This coming Sunday is the 3rd Sunday in Advent, lectionary cycle A, and again John the Baptist features prominently in the gospel text. Yesterday we considered the liturgical context of its use on Gaudete Sunday. Today we begin to look more deeply into the text itself, notably the question John sends along with his disciples: “Are you the one who is to come, or should we look for another?”
In our age, especially in Advent, the phrase “Are you the one who is to come…” refers to the long awaited Messiah. There is no OT reference which would lend itself to being used as a Messianic title. However, Isaiah 59:20 uses the same verbal construction to refer to God coming as Redeemer to Zion. Perhaps reading too much into a phrase, but might it be that John’s question reveals an understanding that the promised Messiah would be God Himself. The idea that God would Himself come to rule and shepherd the people is a central and vivid idea from Ezekiel 34. Perhaps John has “put 2+2 together” and has divine expectations of the “one who is to come.”

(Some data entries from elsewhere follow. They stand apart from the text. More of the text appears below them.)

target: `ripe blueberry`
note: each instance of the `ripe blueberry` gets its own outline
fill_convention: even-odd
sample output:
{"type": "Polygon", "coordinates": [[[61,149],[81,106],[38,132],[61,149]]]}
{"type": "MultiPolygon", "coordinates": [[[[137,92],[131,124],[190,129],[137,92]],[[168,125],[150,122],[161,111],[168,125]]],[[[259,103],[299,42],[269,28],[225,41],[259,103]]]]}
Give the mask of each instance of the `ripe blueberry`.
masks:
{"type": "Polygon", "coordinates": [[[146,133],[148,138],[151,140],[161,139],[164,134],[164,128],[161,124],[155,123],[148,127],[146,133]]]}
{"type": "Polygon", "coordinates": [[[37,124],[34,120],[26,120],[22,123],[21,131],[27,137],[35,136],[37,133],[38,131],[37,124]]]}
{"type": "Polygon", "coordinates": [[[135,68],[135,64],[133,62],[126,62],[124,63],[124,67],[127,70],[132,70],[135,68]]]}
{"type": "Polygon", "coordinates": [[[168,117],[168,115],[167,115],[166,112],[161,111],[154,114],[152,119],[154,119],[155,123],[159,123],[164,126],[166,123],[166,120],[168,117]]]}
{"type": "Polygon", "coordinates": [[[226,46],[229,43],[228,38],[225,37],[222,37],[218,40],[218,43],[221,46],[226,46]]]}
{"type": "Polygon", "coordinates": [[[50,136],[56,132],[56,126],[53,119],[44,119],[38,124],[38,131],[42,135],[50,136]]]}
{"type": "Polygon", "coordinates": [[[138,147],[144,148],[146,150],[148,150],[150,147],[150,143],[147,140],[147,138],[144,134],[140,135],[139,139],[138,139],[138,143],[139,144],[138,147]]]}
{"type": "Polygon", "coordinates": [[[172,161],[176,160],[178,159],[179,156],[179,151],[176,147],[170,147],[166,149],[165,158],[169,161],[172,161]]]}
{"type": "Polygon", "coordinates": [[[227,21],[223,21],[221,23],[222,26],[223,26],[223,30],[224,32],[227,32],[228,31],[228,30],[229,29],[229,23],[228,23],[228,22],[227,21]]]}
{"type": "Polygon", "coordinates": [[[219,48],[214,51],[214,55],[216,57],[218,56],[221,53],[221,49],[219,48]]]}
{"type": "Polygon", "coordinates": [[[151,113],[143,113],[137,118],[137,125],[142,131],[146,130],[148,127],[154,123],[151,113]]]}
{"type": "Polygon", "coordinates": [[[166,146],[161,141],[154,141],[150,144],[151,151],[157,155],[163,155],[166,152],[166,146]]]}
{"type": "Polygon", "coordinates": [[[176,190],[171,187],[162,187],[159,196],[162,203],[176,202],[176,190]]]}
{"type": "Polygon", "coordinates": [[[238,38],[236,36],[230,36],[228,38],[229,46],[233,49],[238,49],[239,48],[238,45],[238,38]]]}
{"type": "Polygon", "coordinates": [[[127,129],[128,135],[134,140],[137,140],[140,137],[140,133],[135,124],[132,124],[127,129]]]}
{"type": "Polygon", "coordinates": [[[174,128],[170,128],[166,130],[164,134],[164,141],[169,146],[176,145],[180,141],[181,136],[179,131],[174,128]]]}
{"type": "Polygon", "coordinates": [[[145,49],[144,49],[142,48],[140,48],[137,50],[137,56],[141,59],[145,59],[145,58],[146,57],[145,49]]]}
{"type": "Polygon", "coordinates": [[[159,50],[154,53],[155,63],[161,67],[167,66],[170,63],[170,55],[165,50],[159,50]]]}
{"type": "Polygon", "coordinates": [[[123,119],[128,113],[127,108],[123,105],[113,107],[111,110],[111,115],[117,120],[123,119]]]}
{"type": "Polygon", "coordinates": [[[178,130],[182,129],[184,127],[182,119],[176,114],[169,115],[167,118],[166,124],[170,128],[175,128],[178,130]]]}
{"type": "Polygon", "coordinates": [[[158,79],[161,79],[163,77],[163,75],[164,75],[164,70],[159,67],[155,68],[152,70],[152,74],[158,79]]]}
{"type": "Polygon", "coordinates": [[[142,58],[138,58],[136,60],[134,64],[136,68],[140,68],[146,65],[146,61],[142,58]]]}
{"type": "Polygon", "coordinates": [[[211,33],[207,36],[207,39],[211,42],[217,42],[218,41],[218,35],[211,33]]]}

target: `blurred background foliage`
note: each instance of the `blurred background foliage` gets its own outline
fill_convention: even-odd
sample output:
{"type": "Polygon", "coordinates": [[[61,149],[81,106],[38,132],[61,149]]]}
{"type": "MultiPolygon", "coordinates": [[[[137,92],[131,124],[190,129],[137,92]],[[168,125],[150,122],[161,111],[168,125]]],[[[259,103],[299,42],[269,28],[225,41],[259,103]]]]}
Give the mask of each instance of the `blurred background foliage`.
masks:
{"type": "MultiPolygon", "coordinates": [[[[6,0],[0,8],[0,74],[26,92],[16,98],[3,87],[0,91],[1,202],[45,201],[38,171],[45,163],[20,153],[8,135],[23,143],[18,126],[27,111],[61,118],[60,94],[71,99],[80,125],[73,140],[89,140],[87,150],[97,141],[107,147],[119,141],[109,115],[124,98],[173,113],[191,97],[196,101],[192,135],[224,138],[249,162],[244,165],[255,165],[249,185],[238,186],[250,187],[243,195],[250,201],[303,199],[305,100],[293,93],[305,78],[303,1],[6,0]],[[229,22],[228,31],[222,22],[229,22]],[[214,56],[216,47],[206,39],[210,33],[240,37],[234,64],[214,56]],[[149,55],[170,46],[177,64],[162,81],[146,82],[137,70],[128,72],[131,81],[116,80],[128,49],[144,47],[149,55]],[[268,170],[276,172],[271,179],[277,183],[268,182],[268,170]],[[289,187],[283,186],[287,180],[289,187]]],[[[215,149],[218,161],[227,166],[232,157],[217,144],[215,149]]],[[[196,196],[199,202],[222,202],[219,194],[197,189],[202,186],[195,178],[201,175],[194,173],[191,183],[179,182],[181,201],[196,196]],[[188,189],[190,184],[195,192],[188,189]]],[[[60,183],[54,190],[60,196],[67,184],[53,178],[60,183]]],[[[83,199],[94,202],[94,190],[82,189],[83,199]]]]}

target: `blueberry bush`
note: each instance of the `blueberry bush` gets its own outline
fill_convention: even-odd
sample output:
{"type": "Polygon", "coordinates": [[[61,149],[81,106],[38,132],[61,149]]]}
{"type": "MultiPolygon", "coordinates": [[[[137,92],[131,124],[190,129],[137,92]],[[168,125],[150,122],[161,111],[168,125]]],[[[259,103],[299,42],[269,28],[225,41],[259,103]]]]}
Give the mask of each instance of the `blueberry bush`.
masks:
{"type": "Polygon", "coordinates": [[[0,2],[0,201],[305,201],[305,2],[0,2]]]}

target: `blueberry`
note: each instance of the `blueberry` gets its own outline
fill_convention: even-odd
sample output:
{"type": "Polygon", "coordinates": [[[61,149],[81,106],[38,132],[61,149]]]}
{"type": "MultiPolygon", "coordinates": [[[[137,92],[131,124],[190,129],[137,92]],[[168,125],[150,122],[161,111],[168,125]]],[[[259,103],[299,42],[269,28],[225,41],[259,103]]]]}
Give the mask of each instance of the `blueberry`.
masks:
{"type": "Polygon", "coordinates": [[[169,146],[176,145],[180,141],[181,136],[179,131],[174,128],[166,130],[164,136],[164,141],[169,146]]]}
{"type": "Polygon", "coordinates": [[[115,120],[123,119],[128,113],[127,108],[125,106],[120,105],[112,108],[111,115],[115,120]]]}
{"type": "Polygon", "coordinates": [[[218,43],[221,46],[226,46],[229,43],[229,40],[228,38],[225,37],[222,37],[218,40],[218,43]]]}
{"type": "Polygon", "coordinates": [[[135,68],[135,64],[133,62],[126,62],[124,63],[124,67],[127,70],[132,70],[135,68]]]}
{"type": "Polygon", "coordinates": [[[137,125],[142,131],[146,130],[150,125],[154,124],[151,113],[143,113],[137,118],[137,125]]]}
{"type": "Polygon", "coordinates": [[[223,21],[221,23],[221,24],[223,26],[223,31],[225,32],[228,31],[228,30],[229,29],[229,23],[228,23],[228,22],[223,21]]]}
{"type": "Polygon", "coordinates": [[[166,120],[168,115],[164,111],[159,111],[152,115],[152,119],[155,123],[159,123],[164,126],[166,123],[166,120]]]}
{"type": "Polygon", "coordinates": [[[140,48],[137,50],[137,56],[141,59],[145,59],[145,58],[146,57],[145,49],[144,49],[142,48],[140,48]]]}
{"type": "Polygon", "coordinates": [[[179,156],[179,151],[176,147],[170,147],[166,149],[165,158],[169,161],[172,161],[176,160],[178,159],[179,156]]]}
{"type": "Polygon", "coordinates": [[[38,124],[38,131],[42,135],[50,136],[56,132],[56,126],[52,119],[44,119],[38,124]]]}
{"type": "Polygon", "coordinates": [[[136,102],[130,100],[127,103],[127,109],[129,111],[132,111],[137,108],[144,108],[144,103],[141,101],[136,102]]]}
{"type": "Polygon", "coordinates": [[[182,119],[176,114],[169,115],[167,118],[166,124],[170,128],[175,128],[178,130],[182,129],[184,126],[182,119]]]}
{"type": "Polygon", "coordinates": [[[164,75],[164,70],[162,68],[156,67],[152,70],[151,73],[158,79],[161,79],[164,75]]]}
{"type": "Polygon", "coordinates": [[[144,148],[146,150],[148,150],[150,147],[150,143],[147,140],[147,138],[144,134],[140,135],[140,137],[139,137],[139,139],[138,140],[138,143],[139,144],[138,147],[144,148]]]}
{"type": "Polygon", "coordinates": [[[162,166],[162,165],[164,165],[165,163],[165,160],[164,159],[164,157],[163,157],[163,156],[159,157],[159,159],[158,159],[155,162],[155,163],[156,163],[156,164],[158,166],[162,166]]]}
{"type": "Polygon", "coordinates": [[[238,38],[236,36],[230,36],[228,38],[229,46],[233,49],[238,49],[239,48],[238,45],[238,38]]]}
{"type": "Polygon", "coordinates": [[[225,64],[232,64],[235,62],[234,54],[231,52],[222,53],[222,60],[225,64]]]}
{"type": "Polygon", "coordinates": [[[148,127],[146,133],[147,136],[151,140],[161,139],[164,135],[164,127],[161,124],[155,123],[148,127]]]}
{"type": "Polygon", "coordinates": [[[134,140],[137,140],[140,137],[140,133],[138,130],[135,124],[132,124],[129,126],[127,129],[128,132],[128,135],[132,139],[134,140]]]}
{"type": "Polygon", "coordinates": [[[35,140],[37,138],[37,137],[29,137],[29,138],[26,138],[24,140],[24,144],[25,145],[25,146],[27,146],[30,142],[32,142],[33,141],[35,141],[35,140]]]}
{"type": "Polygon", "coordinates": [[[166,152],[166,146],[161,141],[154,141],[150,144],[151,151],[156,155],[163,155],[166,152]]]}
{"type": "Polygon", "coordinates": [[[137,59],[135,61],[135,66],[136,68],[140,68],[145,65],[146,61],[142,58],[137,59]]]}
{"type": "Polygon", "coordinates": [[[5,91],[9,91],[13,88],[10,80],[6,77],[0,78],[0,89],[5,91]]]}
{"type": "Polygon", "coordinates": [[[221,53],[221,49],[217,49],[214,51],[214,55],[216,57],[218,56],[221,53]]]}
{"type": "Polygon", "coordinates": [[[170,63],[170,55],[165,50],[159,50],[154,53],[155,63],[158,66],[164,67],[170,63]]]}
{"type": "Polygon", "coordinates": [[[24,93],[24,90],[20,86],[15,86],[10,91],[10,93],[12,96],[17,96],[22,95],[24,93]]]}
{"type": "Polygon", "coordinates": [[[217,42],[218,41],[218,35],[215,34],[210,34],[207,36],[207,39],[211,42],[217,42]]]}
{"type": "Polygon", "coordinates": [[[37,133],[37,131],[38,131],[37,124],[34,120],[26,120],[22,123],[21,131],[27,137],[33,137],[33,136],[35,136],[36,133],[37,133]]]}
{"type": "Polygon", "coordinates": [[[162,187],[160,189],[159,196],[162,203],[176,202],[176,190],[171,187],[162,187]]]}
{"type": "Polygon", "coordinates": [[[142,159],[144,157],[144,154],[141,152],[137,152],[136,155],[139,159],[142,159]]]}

In any case, the Baptist, whose proclamation introduced Matthew’s presentation of the Messiah (3:1–12), is now appropriately called as the first witness to the meaning of Jesus’ ministry. Yet, how are we to understand the question?
There is one view that holds John’s response as equivocal, positive but uncertain. Nonetheless John understands his role as a preparatory role for the true time of fulfillment. John remains the one who points forward, even if uncertain. Another view holds that there is no equivocation in John, but his disciples are less certain. They are already rallying to the cause of John the Baptist, but there is something that holds them back from transferring their commitment to Jesus. In this view, John provides the direct question for his disciples to ask Jesus so that they can hear it directly from Jesus and then decide.
Either way, John is incarcerated, his arrest having been mentioned in Mt 4:12, yet the full story of his imprisonment will wait until 14:3–12.
Why would John the Baptist have doubts? No doubt he had anxiously followed the career of the one whom he had recognized as his superior (3:14–15) and had probably already taken to be the ‘mightier one’ for whose coming he had prepared (3:11–12). The phrase “the Messiah” is Matthew’s description of Jesus, and sums up the impression Matthew has aimed to convey. Does John share that summation?
In this line of thought, John was not yet ready to be so positive, though he would have liked to be. His hesitation was probably due (as v. 6 suggests) to a discrepancy between his expectations for ‘the coming one’ and what he actually heard about Jesus. The ministry so far recorded does not match up with the expectations of 3:11–12: “I am baptizing you with water, for repentance, but the one who is coming after me is mightier than I. I am not worthy to carry his sandals. He will baptize you with the holy Spirit and fire. His winnowing fan is in his hand. He will clear his threshing floor and gather his wheat into his barn, but the chaff he will burn with unquenchable fire.”
What about the miracles that Matthew has described? Assuming John has heard of them, the miracles, the thing for which we know Jesus, were not a part of the common Messianic expectation in Jesus’ own time. John may also have found it difficult to accept a Jewish ‘Messiah’ who failed to fast as his own followers did (9:14 ff.), and who kept the sort of company which a careful Jew would avoid (9:9 ff.).
The ancient commentaries tend to lean into John holding personal reservations for the reasons given above. And many hold that is how Jesus received the question given he begins his response: “Go and tell John what you hear and see.” Jesus seems to understand that John needs to hear the response. Perhaps the understanding is “both/and.” John needs reassurance as he understand his role as herald is done it is his time to be diminished (cf. John 3:30). In that understanding, and realizing his time in Herod’s prison will not end well, John sends his disciples to Jesus that they may continue to journey the path of repentance and John is reassured.